We are no longer operating in a world where we judge technology by what would happen if it landed in the ‘wrong hands.’ It is already in the wrong hands.

The notion that any individual creep can get their hands on these glasses should be chilling: Even a mildly antisocial personality can wreak serious harm with the technology. But ultimately, it is not the regular old stalker who poses the greatest threat when it comes to Meta’s Ray-Bans. Fundamentally, the glasses are collecting data about the whereabouts of other people all over the world while calling back home to computers owned by a corporation with a track record of collecting far too much information about its users and being far too permissive about what others do with it. As with all data collected by third-party corporations, it is highly vulnerable to subpoenas by the government, which is presently engaged in an expansive war on unmasking its critics on the internet. How will Meta safeguard that data, when it wouldn’t even safeguard its fact-checking program in the face of a White House that is hostile toward facts?

We are no longer operating in a world where we judge technology by what would happen if it landed in the “wrong hands.” It is already in the wrong hands. Industry and government have been captured by the worst people you know.
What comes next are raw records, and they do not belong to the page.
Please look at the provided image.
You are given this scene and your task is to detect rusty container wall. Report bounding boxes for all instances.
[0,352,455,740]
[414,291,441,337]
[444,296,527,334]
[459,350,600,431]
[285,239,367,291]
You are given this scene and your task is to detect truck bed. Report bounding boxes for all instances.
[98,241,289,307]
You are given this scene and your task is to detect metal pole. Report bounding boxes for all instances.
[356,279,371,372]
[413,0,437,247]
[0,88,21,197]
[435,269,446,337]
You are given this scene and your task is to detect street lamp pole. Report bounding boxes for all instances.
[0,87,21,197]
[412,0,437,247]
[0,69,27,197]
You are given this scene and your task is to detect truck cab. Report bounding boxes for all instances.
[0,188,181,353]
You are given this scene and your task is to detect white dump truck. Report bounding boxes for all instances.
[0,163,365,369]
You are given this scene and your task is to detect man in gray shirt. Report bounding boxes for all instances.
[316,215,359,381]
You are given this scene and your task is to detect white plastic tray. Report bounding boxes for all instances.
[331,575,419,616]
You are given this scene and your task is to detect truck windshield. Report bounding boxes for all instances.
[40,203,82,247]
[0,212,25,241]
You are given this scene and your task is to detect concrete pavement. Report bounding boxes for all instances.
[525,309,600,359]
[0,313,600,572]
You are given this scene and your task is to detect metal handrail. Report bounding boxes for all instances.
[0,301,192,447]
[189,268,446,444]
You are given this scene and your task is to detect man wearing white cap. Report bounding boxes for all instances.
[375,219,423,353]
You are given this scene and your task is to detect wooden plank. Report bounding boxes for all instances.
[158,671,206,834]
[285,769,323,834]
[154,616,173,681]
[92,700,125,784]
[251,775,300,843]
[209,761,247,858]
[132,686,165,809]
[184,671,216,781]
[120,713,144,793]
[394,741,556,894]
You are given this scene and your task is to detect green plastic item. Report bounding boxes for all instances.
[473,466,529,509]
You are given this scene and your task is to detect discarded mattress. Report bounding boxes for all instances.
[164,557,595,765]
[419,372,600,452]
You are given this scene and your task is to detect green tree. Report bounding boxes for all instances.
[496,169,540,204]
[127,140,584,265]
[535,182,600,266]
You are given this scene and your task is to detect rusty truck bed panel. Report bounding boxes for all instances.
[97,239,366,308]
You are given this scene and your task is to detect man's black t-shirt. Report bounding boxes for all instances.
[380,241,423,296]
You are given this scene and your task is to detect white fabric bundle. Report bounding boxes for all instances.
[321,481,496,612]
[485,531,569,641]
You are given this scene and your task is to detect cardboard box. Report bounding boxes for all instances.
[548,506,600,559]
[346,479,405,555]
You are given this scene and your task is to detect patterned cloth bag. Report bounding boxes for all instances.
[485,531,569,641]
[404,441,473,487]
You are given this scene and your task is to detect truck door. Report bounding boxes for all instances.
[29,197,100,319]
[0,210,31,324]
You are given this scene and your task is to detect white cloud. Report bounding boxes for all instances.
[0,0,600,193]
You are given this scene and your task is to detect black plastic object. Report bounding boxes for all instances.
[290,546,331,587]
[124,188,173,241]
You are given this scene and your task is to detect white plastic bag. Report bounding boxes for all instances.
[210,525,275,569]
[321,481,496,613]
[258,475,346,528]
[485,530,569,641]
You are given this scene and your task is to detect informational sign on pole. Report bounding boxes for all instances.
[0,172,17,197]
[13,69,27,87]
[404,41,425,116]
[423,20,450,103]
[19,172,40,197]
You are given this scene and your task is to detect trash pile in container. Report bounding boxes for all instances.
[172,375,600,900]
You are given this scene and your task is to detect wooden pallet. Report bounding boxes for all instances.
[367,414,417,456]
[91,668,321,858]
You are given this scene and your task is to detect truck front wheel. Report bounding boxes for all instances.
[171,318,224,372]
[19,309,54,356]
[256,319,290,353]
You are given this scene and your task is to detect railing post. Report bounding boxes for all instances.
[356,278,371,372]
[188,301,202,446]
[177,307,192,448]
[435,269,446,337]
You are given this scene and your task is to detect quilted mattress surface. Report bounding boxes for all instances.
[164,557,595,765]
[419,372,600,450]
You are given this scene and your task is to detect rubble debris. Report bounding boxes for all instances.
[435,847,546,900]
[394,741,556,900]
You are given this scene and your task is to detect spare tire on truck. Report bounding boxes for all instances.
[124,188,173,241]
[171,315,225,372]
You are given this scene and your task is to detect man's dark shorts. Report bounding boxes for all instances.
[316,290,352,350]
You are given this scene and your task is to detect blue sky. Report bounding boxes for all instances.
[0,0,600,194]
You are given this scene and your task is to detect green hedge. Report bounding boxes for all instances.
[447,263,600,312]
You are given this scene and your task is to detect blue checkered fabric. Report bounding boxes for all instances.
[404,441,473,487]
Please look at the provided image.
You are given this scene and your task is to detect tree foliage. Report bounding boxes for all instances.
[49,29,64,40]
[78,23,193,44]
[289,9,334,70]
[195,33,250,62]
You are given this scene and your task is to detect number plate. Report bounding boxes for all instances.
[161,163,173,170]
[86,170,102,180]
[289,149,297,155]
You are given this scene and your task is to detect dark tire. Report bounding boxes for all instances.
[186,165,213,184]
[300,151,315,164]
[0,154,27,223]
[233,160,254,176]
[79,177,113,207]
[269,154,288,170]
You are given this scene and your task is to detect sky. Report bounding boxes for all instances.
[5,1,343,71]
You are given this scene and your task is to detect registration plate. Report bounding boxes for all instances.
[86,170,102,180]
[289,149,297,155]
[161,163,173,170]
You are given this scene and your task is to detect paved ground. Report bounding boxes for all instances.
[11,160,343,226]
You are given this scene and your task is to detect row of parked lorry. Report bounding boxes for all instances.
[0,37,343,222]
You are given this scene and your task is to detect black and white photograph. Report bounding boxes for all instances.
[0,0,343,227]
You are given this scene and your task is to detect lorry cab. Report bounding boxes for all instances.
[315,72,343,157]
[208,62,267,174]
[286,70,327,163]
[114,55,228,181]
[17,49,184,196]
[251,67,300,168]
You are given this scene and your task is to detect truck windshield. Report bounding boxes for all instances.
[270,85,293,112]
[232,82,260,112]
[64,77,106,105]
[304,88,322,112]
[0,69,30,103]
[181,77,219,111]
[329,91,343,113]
The federal government of the United States is run by white supremacists who believe in the “great replacement” theory, and is currently engaged in a project of forced demographic change through mass deportation enabled by racial profiling blessed by the Supreme Court and enacted by an agency flush with billions of dollars. To be blunt, the work of ICE is the work of ethnic cleansing. And all centralized repositories of data that connect the identities and real-life locations of individuals, if exposed to ICE, will become tools of ethnic cleansing. Even without a formal relationship — that we know of, anyway — some feds have embraced the glasses: A Customs and Border Protection agent was photographed last year wearing Meta glasses at an immigration raid.

Tech is never neutral; it is owned, created, and maintained by people with specific points of view, priorities, and vested political interests. The benefits it bestows on the powerful and the powerless are not equal or proportionate. As with the removal of the ICEBlock app from Apple’s App Store, Silicon Valley is at the beck and call of Washington, DC. Meta will tweak and adjust the rollout of Name Tag to best appease the “dynamic political environment” that made the launch possible in the first place. Bondi knows the score, and so do the rest of us. Surveillance is their tool, not ours, and Meta belongs to them, and not to us.